I certainly do it a lot myself. I don’t raise my voice often, but I do sort of retreat to my left brain and start talking in stilted language with a lot of not-everyday words peppering my speech. Not big words. Nothing crazy-complicated. But just words you tend to read more than actually say. Things like “ersatz” and “apogee” for example! People who know me know that I’m pissed when I do that. They laugh their butts off at me when I do it too.

A lot of lawyers do this, actually. I’ve had bosses like this. Colleagues. I think it’s part of our training. I was certainly taught that if you’re the one screaming in an argument, you’re the one losing. Scott Boras is a lawyer. And he’s got more discipline than I or the lawyers I know have. Probably more than all of us put together. I bet he hasn’t raised his voice in anger in decades. But I also bet that that’s why we get the “ersatz” and “apogee” and “nonessential time awaiting” and all of that you see above.

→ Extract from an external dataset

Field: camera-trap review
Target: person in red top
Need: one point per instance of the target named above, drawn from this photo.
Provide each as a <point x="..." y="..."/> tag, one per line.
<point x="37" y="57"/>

Lawyers are taught another thing too. When the facts are on your side, argue the facts. When the law is on your side, argue the law. When neither is on your side, pound your fist on the table. Boras isn’t a fist-pounder, but he really has nothing better to do regarding Kris Bryant than pound his fist. And I bet he lectures anyone within earshot in the most hilariously stilted-language possible when he’s trying hard not to look like he’s pounding his fist.